“It is our obligation to seek Donald Trump’s testimony,” said Bennie Thompson, Chairman of the House Select Committee investigating the January 6 riots.
“There’s precedent in American history for Congress to compel the testimony of a President.”
Trump is not the first sitting or former President asked by the Congress to give testimony — there have been at least seven previous instances of it — but there is only one previous instance of a former President defying the subpoena, Harry S. Truman. Trump is also likely to refuse to testify.
Thursday was the ninth and possibly the final public hearing of the nine-member committee, which has two Republicans. It has deposed hundreds of witnesses, including top officials and aides of former President Trump and associates such as Roger Stone, who and others appeared but refused to say anything asserting their constitutional right to not implicate themselves.
Hordes of Trump’s supporters had marched on to US Congress after a rally in which the former President and his associates had railed against the election, falsely alleging Biden won fraudulently.
Trump had called on them to go to Capitol Hill — and he would along with them, he told them — and prevent a joint sitting of Congress from certifying Biden’s victory.

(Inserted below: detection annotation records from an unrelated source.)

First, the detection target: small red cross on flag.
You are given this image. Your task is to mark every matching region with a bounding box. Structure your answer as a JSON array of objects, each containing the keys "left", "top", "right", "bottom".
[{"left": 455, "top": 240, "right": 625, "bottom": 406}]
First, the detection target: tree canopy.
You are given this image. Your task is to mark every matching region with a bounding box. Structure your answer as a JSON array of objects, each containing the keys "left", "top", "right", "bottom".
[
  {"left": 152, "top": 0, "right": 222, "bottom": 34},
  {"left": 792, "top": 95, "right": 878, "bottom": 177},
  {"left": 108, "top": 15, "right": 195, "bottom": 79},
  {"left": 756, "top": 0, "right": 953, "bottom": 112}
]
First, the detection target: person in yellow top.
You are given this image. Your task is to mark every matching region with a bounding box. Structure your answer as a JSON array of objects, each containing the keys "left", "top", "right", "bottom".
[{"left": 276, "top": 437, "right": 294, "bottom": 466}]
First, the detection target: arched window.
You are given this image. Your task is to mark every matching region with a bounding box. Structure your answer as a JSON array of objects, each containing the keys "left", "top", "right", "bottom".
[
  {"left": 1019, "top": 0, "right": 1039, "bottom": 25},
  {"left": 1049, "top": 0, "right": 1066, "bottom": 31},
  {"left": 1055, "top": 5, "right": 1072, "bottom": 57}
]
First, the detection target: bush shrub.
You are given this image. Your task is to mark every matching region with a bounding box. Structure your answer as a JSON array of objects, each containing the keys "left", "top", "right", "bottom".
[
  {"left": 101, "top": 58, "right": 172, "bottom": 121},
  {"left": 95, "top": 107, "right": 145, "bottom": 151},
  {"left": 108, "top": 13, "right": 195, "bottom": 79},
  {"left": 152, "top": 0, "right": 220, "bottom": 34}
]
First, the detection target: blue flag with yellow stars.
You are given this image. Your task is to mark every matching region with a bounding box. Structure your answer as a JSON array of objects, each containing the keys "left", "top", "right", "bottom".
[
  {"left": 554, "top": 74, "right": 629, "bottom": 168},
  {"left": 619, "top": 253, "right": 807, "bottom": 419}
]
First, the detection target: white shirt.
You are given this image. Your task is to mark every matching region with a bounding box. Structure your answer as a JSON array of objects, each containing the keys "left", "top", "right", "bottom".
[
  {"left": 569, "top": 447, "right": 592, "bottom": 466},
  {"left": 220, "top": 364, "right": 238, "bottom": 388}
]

Trump was dissuaded by his Security Service protectors from accompanying the rioters, an aide told the committee in one of the hearings, who also provided shocking details of how the former President physically grappled with his Security Service personnel, and had tried to grab the steering wheel of the presidential limousine to guide towards the Capitol.
Representative Liz Cheney, the Republican who is Deputy Chair of the committee, said the panel must hear from Trump calling him “January 6’s central player”.
“Every American is entitled to those answers,” she added.